Anyone who doubts that DARK SHADOWS contains acting as fine as any on television can watch this episode, and if they still disagree, consign themselves to a UPSTAIRS, DOWNSTAIRS marathon for all eternity. These are seasoned, stage actors, and I will assure you, that is not an easy thing to become. When Edmonds and David Selby go at it, it is with high stakes, virulent theatricality, and utter authenticity. This is backed up by writing that, for this author, matches the depth and eloquence of Arthur Miller at his finest. Just as 1897 departed from the norm in terms of its imagination, so then did it depart from the pedestrian humdrummery that lived in the language and content of the Soap Opera. This is not a soap opera. This is theatre at its very finest.

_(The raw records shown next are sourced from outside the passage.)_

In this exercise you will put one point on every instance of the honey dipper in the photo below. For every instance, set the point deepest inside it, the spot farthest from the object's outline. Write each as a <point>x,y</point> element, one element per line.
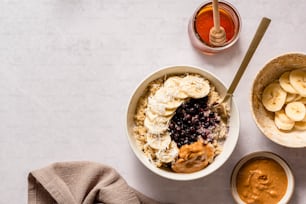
<point>217,35</point>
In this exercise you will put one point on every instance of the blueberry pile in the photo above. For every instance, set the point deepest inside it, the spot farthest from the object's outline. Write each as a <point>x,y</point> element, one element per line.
<point>191,120</point>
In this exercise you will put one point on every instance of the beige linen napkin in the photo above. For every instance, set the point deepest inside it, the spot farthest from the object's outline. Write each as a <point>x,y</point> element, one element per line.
<point>81,183</point>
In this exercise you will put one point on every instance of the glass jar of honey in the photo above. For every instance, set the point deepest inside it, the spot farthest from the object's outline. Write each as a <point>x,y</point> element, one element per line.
<point>202,21</point>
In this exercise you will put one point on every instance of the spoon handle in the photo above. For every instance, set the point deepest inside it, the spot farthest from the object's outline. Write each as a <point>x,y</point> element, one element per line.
<point>254,44</point>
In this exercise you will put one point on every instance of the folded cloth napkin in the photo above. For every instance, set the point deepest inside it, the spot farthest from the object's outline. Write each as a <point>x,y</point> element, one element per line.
<point>81,183</point>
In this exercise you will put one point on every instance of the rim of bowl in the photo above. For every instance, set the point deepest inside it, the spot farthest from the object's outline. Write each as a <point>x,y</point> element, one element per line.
<point>218,161</point>
<point>263,154</point>
<point>259,73</point>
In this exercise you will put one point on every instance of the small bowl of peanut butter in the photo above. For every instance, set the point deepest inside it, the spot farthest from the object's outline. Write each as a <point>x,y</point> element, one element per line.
<point>262,177</point>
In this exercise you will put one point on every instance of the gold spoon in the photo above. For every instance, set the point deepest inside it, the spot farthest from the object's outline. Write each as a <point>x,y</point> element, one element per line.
<point>252,47</point>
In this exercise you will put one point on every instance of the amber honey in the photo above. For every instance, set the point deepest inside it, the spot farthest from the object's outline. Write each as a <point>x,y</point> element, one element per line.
<point>204,22</point>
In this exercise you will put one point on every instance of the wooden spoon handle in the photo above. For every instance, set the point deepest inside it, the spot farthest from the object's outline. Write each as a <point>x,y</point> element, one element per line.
<point>252,47</point>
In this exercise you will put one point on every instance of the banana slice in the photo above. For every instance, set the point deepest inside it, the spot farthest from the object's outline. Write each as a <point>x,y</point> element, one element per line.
<point>159,108</point>
<point>285,83</point>
<point>195,86</point>
<point>291,97</point>
<point>282,121</point>
<point>302,100</point>
<point>168,155</point>
<point>155,117</point>
<point>300,125</point>
<point>155,127</point>
<point>298,81</point>
<point>165,97</point>
<point>295,111</point>
<point>173,85</point>
<point>273,97</point>
<point>161,141</point>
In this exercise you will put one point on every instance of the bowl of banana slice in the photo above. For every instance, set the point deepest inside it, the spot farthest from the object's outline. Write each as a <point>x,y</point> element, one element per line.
<point>278,100</point>
<point>173,126</point>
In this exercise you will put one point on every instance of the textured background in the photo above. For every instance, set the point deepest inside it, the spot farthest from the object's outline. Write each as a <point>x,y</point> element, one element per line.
<point>68,68</point>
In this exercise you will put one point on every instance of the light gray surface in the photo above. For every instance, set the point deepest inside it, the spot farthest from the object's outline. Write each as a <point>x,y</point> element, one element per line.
<point>68,68</point>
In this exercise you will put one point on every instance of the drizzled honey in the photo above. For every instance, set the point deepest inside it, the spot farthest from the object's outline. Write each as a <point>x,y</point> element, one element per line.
<point>203,22</point>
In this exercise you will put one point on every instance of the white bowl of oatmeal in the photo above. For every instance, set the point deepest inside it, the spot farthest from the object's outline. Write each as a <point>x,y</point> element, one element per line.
<point>278,100</point>
<point>173,128</point>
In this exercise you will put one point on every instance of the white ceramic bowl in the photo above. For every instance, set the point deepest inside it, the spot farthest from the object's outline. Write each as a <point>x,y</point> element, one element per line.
<point>229,144</point>
<point>263,154</point>
<point>265,119</point>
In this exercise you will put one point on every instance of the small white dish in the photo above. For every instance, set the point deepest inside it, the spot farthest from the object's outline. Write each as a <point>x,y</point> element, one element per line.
<point>263,154</point>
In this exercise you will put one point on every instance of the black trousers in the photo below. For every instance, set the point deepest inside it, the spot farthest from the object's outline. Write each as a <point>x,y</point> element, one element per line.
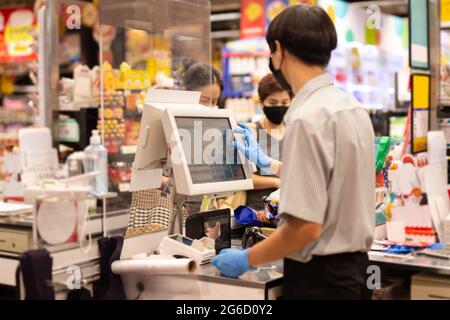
<point>332,277</point>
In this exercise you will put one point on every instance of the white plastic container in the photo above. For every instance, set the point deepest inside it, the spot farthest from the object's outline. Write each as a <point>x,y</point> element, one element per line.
<point>96,159</point>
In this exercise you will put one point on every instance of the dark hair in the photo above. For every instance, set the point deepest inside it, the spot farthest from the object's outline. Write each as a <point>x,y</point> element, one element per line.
<point>199,75</point>
<point>306,32</point>
<point>269,85</point>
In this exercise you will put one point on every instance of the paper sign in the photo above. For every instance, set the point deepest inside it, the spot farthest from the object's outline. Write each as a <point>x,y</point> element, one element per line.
<point>396,231</point>
<point>412,215</point>
<point>145,179</point>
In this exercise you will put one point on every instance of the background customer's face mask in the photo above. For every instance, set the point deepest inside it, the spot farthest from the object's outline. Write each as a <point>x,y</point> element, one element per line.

(Episode 797 airs on this date.)
July 15, 1970
Taped on this date: Episode 1063
1995. Carolyn greets Barnabas and Julia at the tomb where both must play it cool to evade further suspicion. They end up on the wrong side of Collinsport’s new, good ol’ boy sheriff, who may be bamboozled by Barnabas’ story that he’s his own son, but nonetheless advises them to check on their property and vamoose. He’s clearly in Carolyn’s pocket, and she further alarms him when she shows the sheriff photos from 1970 of Julia looking exactly the same. Back at Collinwood, Barnabas and Julia find objects moved from the previous day, knives coated in blood, poltergeist activity, and phantom lullabye music. After a bust statue nearly kills Julia, both beat a hasty retreat as a Victorian ghost sneers at them from the wings.
How did Collinsport get a good ol’ boy sheriff? And is Barnabas going to sneak Moxie in from Logansport in a truck with Julia driving a Trans-Am? All kidding aside, the horror -- genuine, apocalyptic horror -- mounts. Uncomfortable stuff, and just as brave.